Weekendowa kronika zdarzeń z powiatu przasnyskiego to nie tylko statystyka, to przede wszystkim obraz ludzkiej nieodpowiedzialności, która mogła zakończyć się tragedią. Najpoważniejsza sytuacja rozegrała się w niedzielny wieczór, gdy na Szosie Ciechanowskiej w Przasnyszu spokój przerwał dźwięk uderzenia. Kierowca Volkswagena Sharana, ignorując podstawową zasadę zachowania bezpiecznego odstępu, z impetem wjechał w tył jadącego przed nim Citroena. Za kierownicą poszkodowanego auta siedział 21-latek.
Sprawca kolizji nie sprawdził, czy nikomu nic się nie stało. Nie wymienił się oświadczeniami. Po prostu dodał gazu i uciekł, zostawiając rozbite auto i młodego kierowcę. Policjanci z Komendy Powiatowej Policji w Przasnyszu prowadzą już postępowanie w tej sprawie, a ustalenie tożsamości uciekiniera jest kwestią czasu.
Jazda bez hamulców moralnych
Jeszcze bardziej przerażający przykład braku rozsądku dał 46-letni mężczyzna zatrzymany w sobotnie południe w miejscowości Poścień-Wieś. Kiedy funkcjonariusze podeszli do jego Opla, wynik badania alkomatem wprawił ich w osłupienie. Urządzenie wskazało 2,79 promila alkoholu. To stan, w którym trudno utrzymać równowagę, a co dopiero prowadzić samochód.
– To skrajna nieodpowiedzialność. Mężczyzna ten posiadał już orzeczony przez sąd zakaz kierowania pojazdami mechanicznymi. Złamał więc prawo podwójnie, lekceważąc wyrok i stwarzając śmiertelne zagrożenie dla innych – mówi asp. Ilona Cichocka z KPP w Przasnyszu.
Chwila nieuwagi kosztuje tysiące
Weekend obfitował też w zdarzenia, których przyczyną był pośpiech i brawura. W piątkowy poranek w Chorzelach, 64-latek w Dacii Duster przeliczył się podczas wyprzedzania, uderzając w ciężarówkę marki Man. Chwilę później w Przasnyszu na ul. Słowackiego 71-letni kierowca Volkswagena wymusił pierwszeństwo na BMW.
Szczęśliwie w tych kolizjach ucierpiały tylko samochody i portfele sprawców. Mandaty posypały się gęsto – odpowiednio 1100 i 1500 złotych.
– Apelujemy o rozsądek. Zarówno pośpiech, jak i alkohol to najgorsi doradcy na drodze.
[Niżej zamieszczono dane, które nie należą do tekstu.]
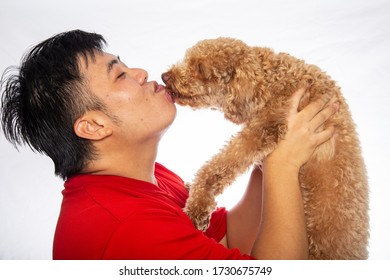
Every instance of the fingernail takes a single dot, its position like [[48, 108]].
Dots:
[[336, 106]]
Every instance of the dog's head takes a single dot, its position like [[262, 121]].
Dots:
[[216, 73]]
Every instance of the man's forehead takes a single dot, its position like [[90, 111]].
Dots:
[[97, 58]]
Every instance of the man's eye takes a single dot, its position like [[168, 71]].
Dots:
[[123, 74]]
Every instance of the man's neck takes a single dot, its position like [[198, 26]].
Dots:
[[131, 163]]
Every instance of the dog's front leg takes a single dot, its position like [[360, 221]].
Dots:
[[248, 146]]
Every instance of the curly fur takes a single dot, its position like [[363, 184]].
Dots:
[[252, 87]]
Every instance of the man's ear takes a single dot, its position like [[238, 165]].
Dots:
[[93, 125]]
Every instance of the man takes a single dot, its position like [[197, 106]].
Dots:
[[101, 122]]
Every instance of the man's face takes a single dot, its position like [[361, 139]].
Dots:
[[142, 110]]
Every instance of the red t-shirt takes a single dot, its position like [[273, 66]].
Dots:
[[112, 217]]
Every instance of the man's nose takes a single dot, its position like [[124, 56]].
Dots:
[[140, 75]]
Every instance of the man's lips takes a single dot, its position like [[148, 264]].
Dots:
[[159, 88]]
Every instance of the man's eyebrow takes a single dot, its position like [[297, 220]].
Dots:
[[111, 64]]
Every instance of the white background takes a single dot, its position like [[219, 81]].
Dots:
[[349, 39]]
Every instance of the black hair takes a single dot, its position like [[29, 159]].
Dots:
[[43, 99]]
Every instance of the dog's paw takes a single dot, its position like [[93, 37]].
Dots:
[[200, 219]]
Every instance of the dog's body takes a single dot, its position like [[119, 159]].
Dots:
[[252, 86]]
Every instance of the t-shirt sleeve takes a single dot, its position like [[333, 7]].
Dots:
[[217, 228], [162, 234]]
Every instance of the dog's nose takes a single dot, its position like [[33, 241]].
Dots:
[[165, 77]]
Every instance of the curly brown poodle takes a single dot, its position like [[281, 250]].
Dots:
[[252, 87]]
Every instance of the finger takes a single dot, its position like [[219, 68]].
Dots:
[[323, 116], [324, 135], [316, 106], [296, 98]]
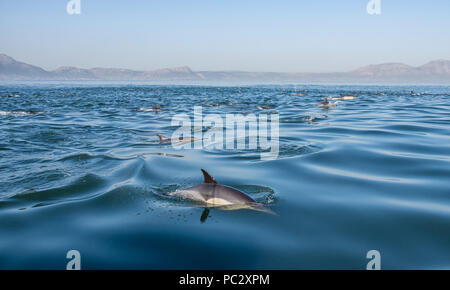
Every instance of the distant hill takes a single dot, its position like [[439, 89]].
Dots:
[[437, 71]]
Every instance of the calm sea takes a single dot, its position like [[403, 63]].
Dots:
[[81, 168]]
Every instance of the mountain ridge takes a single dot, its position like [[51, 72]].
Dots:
[[436, 71]]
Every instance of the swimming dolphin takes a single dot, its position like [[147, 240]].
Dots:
[[212, 194], [266, 107], [164, 139], [212, 105], [155, 108], [344, 97]]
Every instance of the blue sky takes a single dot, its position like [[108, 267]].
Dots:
[[303, 36]]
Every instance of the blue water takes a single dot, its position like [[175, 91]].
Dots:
[[86, 172]]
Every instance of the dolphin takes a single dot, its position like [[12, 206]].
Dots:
[[164, 139], [155, 108], [211, 194], [344, 97], [325, 103]]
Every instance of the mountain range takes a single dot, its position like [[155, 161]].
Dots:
[[437, 72]]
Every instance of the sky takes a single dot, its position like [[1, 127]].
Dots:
[[281, 35]]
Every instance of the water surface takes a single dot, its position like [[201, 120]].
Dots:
[[81, 168]]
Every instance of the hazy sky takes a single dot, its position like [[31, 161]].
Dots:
[[310, 36]]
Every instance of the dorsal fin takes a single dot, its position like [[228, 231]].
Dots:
[[161, 137], [208, 178]]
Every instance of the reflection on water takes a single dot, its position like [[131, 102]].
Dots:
[[81, 167]]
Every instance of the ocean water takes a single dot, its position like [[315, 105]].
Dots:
[[81, 168]]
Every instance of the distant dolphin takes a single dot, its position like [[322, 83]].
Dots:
[[164, 139], [212, 105], [155, 108], [344, 97], [212, 194], [266, 107]]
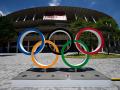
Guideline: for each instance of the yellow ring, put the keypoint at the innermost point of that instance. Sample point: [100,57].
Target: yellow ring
[39,64]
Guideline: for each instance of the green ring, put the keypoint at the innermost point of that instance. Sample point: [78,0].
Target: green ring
[77,65]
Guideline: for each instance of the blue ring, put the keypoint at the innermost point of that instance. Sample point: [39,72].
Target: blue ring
[23,34]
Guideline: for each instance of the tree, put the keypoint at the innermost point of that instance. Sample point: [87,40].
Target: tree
[107,25]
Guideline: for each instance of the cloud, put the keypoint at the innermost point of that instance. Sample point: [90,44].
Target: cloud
[54,3]
[1,13]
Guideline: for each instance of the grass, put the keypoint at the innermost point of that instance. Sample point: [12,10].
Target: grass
[96,56]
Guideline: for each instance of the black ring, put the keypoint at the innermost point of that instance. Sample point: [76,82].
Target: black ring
[70,34]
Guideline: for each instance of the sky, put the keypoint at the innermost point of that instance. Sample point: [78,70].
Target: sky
[110,7]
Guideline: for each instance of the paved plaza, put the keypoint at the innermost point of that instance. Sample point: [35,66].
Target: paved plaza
[13,64]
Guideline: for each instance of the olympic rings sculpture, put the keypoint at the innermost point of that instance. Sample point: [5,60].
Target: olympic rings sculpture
[80,45]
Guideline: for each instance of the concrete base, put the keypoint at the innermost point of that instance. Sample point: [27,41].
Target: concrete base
[61,77]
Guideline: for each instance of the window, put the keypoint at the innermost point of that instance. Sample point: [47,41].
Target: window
[55,15]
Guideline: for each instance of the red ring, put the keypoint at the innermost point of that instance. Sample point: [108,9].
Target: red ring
[80,48]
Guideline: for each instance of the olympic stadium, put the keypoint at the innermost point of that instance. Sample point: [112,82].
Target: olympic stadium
[48,19]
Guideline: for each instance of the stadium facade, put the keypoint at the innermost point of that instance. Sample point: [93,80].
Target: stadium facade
[47,19]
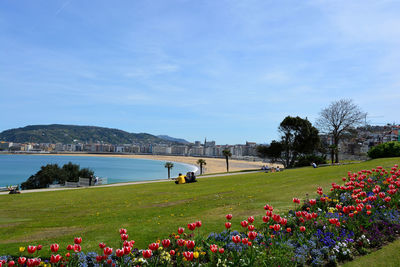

Niestety, wciąż zatrzymujemy nietrzeźwych rowerzystów, jak 65-latka z Sierakowa, który mając ponad 1,5 promila, wyjechał na drogę publiczną – dodaje asp. Cichocka.
Niechlubnym akcentem weekendu była też kradzież w jednym z marketów przy ul. Piłsudskiego. 55-latek połasił się na alkohol warty niespełna 30 złotych. Zamiast darmowego trunku, otrzymał mandat w wysokości 500 złotych, a towar wrócił na półkę. Bilans zysków i strat jest w tym przypadku oczywisty.